Tuesday, January 24, 2012

Smoke detector batteries

Damn. Ambushed.

I didn’t even feel it coming. Of course. I never do.

But where was the frickin’ DexCom? It’s supposed to prevent things like this.


47 mg/dL flashed at me from the face of the Presto Meter.

Hello low. I haven’t seen you for a while.

I don’t know if it was the surprise, or the lack of sugar reaching my brain, but I just sat there like an idiot, staring at the number.

Rio leaned over to look at the meter. “Hey, there’s only two digits!” he said.

Then he jumped up, shouted “Hooray!” and bolted from the room. About 30 seconds later he came bounding back in waving a glucagon emergency kit, “I’ve been dying to use one of these for years!”
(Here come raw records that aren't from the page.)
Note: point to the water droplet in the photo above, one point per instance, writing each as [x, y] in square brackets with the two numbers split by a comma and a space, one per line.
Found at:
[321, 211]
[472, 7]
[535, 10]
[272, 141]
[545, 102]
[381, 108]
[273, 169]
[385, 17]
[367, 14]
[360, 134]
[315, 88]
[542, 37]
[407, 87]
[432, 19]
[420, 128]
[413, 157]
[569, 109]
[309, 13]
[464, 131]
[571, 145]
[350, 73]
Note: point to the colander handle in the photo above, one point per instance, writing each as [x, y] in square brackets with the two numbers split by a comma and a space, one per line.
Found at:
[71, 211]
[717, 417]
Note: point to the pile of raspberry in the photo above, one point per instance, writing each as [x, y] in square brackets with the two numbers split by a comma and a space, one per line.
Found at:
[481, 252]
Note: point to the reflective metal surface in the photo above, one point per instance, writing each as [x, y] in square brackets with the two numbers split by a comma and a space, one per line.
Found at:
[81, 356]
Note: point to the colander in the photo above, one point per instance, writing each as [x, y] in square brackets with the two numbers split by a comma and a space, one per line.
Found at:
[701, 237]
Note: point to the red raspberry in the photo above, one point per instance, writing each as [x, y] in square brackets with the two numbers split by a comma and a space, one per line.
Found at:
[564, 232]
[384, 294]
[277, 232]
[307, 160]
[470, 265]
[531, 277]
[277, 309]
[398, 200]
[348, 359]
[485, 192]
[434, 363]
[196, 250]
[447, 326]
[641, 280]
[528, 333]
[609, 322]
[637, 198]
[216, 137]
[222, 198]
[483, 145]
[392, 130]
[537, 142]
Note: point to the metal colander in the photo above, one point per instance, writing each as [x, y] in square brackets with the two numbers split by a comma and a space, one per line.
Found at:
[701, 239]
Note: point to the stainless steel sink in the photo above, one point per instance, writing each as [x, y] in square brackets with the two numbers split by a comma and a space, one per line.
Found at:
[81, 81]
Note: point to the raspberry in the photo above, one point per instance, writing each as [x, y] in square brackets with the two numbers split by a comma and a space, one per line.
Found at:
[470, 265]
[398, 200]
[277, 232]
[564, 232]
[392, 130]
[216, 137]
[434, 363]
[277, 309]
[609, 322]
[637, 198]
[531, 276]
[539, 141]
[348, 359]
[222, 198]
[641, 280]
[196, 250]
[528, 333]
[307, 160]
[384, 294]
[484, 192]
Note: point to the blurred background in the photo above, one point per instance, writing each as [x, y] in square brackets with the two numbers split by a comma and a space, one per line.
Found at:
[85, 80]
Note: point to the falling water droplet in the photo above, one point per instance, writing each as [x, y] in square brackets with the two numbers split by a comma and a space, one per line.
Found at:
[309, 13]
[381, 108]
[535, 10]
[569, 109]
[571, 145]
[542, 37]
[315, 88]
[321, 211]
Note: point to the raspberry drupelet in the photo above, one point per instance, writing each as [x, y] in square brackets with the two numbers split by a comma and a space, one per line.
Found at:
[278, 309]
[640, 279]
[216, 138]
Fucking Christmas in January.

When Rio turned five I taught him how to use a glucagon ER kit, and he’s been dying to stick me with it ever since.

Lucky for me, his mother intervened first, with glucose fluid. Then a brownie, then potato chips (we can argue about optimum choices some other day). Then a bowl of cereal. Then crackers. The low was a stubborn bastard. I’m not sure how or where it came from, but it took almost 100 carbs to get my head above water again. And poor Rio didn’t get to use the glucagon.

Good thing, as it turned out.

About an hour later, my brain functioning again (at least as well as it ever does), we decided to review the somewhat obtuse inject-mix-pull-inject process of using the ER kit. That’s when I noticed the expiration date.

Oops.

My break-glass-in-case-of-emergency to save-my-ass medication had expired.


Two years ago.



6 Comments:

Blogger George said...

That is one prescription I never think about. But an important one!!!

FYI - My Word Verification is nowdrugu

that is some funny shit.

2:33 PM  
Blogger Mike Hoskins said...

Great story, Wil. But that's nothing... We found a Glucagon kit last year that had expired in 2007. Yes, it's a good thing those Lows don't come often but then again, the expiration date it's a causality of that. And yes, I also eat millions of carbs when Low.

5:29 PM  
Anonymous kim said...

why is it that we all seem to eat like it's our last meal when we are low? i can never get enough. start with glucose tabs, move to sweet tarts, hmmm perhaps some cereal, would anyone like an orange? how 'bout a peanutbutter sandwich?
like i've been freed from a POW camp and sent straight to the buffet table!

5:36 PM  
Anonymous Mary C said...

Some of us T3 parents are less likely to have out of date Glucagon kits. Our schools require current prescriptions at the beginning of the school year. Our nurse required it had to be good for the entire school year. Getting two ore three of those suckers is awfully expensive though.

4:45 AM  
Blogger Penny said...

Good heavens! Well, at least you found out is was expired, but what a hell of a way to find out! Glad Rio didn't get to practice either.
Just wanted to add to Mary's comment - that's ridiculous that the school nurse required it to be for a full year. When ours expire, I simply take a new one up to school.

5:58 AM  
Anonymous Mary C said...

Their reasoning is that they can't keep track of expirations dates of all the medications and they are prohibited from using expired Glucogon even in a life threatening situation. It's the right decision, I just wish it didn't cost so much.